Maybe he’ll end up supporting me, Danny thinks. That would be a hoot.

He’s at the meat counter, trying to decide between a one- or two-pound package of ground chuck (it’s the cheapest) when a loud voice behind him says, “Daniel Coughlin? Need to ask you a few questions.”

It’s Jalbert. Of course it is. This evening he’s exchanged his baggy black coat for a blue windbreaker with KBI on the left breast. Although Danny can’t see the back of the windbreaker, he knows the same letters will be there, only bigger. Jalbert could have come up beside him and spoken in a normal tone, but he also could have chosen the parking lot. Other browsers along the meat counter are looking around, which is what Jalbert wants.

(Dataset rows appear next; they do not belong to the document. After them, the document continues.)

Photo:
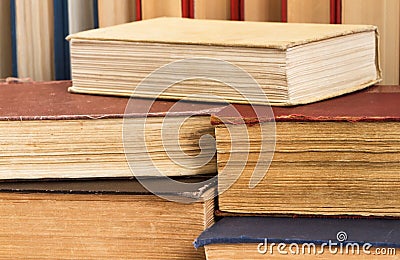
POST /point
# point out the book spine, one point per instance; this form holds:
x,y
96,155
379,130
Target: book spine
x,y
13,39
138,4
237,10
62,65
385,15
188,8
284,11
262,10
309,11
113,12
34,26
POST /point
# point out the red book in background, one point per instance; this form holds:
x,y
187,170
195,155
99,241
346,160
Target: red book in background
x,y
314,11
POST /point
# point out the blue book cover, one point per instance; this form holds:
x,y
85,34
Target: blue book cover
x,y
234,230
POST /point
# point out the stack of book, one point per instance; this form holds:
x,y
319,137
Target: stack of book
x,y
75,162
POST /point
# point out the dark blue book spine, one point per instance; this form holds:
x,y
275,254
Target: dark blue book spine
x,y
96,13
61,46
14,39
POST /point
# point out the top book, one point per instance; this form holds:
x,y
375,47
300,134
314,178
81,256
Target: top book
x,y
291,63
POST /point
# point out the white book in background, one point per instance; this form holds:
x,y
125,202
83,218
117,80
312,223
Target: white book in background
x,y
308,11
113,12
5,40
384,14
35,39
262,10
212,9
80,15
157,8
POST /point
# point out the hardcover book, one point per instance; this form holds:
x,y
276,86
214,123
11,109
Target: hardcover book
x,y
336,157
301,238
292,63
98,219
47,132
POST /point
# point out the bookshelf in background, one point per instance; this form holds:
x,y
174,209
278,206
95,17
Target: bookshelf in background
x,y
307,11
80,15
112,12
156,8
212,9
34,39
385,14
5,39
262,10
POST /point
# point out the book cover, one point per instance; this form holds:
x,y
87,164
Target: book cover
x,y
99,219
300,238
57,134
289,80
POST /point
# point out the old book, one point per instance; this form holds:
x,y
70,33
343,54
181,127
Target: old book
x,y
35,39
384,14
301,238
47,132
80,15
336,157
157,8
292,63
102,219
113,12
262,10
5,40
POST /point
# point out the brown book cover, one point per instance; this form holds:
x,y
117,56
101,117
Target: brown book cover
x,y
48,132
50,101
336,157
377,103
98,219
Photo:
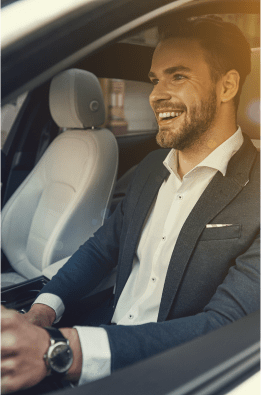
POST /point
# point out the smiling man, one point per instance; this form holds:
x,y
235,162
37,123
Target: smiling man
x,y
185,239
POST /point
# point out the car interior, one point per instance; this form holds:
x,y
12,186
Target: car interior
x,y
70,188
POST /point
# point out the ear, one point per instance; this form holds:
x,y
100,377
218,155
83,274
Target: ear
x,y
230,86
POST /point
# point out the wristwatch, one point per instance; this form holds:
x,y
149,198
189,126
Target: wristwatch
x,y
59,356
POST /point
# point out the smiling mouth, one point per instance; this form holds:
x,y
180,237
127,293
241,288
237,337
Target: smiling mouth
x,y
168,116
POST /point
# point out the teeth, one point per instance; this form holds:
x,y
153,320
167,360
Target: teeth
x,y
169,114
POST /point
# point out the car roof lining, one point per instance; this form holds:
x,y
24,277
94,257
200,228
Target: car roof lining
x,y
28,81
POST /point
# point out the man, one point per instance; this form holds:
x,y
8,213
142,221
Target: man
x,y
185,238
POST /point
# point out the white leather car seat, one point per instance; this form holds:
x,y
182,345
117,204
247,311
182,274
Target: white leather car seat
x,y
66,197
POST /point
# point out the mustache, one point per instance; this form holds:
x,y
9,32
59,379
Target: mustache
x,y
169,106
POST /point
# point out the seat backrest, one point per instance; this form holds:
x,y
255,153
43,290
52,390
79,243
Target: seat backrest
x,y
66,197
250,106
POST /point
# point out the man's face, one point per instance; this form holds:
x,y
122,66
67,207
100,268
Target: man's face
x,y
184,98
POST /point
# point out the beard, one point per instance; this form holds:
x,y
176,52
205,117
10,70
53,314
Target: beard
x,y
193,127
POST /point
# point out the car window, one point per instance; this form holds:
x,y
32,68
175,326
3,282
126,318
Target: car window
x,y
249,24
127,106
8,114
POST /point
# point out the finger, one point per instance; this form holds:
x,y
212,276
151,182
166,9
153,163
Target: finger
x,y
8,344
9,318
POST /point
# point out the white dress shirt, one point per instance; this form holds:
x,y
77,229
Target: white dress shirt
x,y
140,299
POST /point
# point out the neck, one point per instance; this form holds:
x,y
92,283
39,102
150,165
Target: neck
x,y
192,156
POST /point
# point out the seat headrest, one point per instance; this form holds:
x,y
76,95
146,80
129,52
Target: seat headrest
x,y
249,107
76,100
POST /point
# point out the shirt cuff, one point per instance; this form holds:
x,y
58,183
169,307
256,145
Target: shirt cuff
x,y
53,301
96,353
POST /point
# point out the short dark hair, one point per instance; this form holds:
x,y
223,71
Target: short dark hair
x,y
225,46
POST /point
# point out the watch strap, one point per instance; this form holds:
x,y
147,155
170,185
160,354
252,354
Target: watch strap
x,y
55,334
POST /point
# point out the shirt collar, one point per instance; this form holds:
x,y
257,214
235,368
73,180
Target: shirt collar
x,y
218,159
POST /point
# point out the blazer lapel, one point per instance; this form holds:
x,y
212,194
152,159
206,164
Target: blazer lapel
x,y
215,198
140,212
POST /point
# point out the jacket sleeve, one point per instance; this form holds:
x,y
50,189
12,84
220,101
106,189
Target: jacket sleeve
x,y
236,297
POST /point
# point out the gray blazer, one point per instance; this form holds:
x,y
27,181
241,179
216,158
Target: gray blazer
x,y
214,272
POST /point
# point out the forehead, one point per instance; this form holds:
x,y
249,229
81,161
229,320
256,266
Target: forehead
x,y
179,52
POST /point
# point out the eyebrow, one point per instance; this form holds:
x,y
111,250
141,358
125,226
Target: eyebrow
x,y
170,70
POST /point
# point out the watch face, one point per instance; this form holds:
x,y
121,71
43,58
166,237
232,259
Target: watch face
x,y
60,357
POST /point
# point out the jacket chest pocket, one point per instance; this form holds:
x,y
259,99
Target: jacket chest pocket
x,y
221,232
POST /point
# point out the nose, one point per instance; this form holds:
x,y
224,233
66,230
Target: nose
x,y
160,92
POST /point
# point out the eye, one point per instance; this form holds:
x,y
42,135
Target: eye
x,y
178,77
154,81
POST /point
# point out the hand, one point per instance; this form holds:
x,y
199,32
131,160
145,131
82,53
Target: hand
x,y
40,315
23,346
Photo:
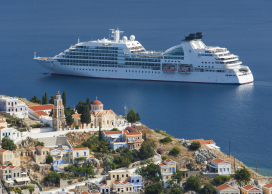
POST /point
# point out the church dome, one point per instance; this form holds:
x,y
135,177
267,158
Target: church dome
x,y
97,102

“I’ve already answered your questions.” Danny drops a package of meat into his cart—one pound instead of two, it’s time to start economizing. “If you want to ask more, I’ll want my lawyer present.”

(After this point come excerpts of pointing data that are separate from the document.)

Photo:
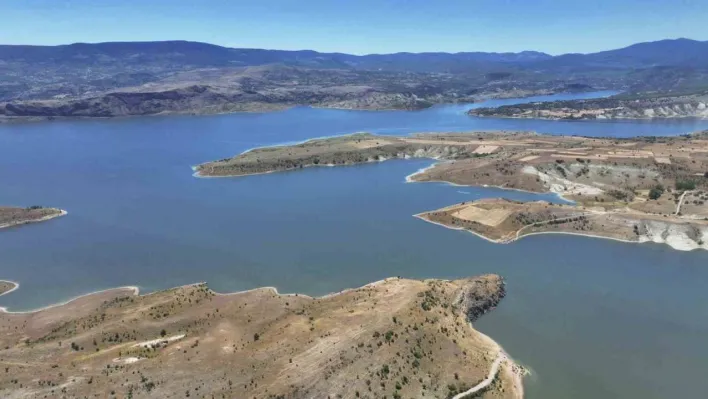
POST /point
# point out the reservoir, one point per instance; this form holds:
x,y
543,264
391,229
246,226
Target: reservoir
x,y
591,318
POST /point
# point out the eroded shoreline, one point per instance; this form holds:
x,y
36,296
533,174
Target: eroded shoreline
x,y
635,190
191,332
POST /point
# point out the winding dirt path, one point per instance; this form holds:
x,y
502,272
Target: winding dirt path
x,y
490,377
678,207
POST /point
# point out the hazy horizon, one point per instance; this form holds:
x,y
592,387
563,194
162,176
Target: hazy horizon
x,y
366,27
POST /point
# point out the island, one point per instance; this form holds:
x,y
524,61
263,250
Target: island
x,y
639,189
7,287
637,106
15,216
395,338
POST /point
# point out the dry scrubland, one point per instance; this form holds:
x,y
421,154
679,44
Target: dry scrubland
x,y
395,338
13,216
640,189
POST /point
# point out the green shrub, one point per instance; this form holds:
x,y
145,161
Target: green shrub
x,y
656,192
683,185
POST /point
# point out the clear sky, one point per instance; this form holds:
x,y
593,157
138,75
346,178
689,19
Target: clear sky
x,y
360,26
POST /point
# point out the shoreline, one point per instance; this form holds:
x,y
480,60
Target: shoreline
x,y
43,219
136,291
502,367
134,288
15,284
517,238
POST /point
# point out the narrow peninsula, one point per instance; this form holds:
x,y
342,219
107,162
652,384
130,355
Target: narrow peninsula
x,y
617,107
639,189
7,286
14,216
393,338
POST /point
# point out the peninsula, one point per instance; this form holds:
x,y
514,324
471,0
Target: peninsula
x,y
644,106
639,189
7,286
14,216
395,338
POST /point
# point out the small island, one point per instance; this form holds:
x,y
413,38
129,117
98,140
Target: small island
x,y
639,189
640,106
394,338
504,221
14,216
7,286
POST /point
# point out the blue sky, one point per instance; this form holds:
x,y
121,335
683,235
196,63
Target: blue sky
x,y
360,26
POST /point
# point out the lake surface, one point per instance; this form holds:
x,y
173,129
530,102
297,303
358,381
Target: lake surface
x,y
592,318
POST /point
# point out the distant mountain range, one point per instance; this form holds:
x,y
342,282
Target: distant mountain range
x,y
179,54
144,78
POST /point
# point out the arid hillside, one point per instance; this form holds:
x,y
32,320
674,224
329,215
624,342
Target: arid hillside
x,y
395,338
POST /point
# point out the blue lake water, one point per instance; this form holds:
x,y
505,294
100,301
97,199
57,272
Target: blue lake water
x,y
592,318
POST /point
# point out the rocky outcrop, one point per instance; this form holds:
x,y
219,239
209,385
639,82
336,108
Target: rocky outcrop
x,y
480,295
683,237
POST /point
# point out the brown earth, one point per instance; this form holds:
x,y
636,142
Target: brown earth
x,y
394,338
639,189
6,286
13,216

“You have that right,” Jalbert says in that same loud voice. Danny thinks the man’s reddish wooly hair looks almost like an arrowhead, or the business end of a rusty spear. The deepset eyes stare at Danny the way they might stare at a new species of bug. “The right to an attorney. You’ll have to wait at the police station until he gets there, though.”

Same overloud voice. People have begun to congregate at the head and foot of the meat aisle, some pushing their carts, some just gawking. “Or we can do it here. Your choice.”

With everyone listening, Danny thinks. You’d like that, wouldn’t you?

“Split the difference. Let’s step outside.”

Danny doesn’t give Jalbert a chance to object, just walks past him (restraining the urge to bump his shoulder on the way by) and heads for the door. It isn’t as if the inspector can restrain him; Danny outweighs him by fifty or sixty pounds, and Jalbert once again isn’t wearing a gun, just his badge clipped to his belt. Also his ID on a lanyard hung around his neck. Danny doesn’t look to see if Jalbert is following him.

The checkout women have stopped working their registers. Two of them he knows from the high school. He knows a lot of people from the high school, because he’s worked at WHS since leaving Wichita. As the OUT doors slide apart to let him emerge into the warm Kansas night, it occurs to him that nobody he passed in the aisles said hello to him, although he recognized several of them, including a couple of teachers.

Past the white light falling on the sidewalk from the front windows of the market, he turns to face Jalbert. “You’re hounding me.”

“I am pursuing my case. If anyone got hounded, it was poor Miss Yvonne. You hounded her to death. Didn’t you?”

Recalling some TV show, Danny responds, “Asked and answered.”

“We’ve been through your phone. There are a great many gaps in the location log. I’ll need you to explain each one. If you can.”

“No.”

Jalbert’s brows—as wooly and tangled as his receding flow of hair—fly up. An odd thought comes to Danny: He may be hounding me, but maybe I’m returning the favor. Those circles under his eyes are deeper and darker, I think.

“No? No? Don’t you want to be eliminated as a suspect, Danny?”

“You don’t want that. It’s the last thing you want.” He points at the bright yellow KBI on the breast of Jalbert’s windbreaker. “You might as well be wearing a billboard. Hey, have you lost weight?”

Jalbert does his best not to look surprised at this unexpected question, but Danny thinks he is. Wishful thinking? Maybe.

“I need you to fill in those blank spots, Danny. As many as possi—”

“No.”

“Then you’ll be seeing a lot of me. You know that, don’t you?”

“How about a polygraph? I’ve got my truck back, and I’ll be able to go just about any day next week, since you saw to it I lost my job.”

Jalbert shows the pegs that pass for his teeth. He must eat a lot of soft food, Danny thinks. “It’s interesting how people such as yourself—sociopaths—are able to blame all their misfortunes on others.”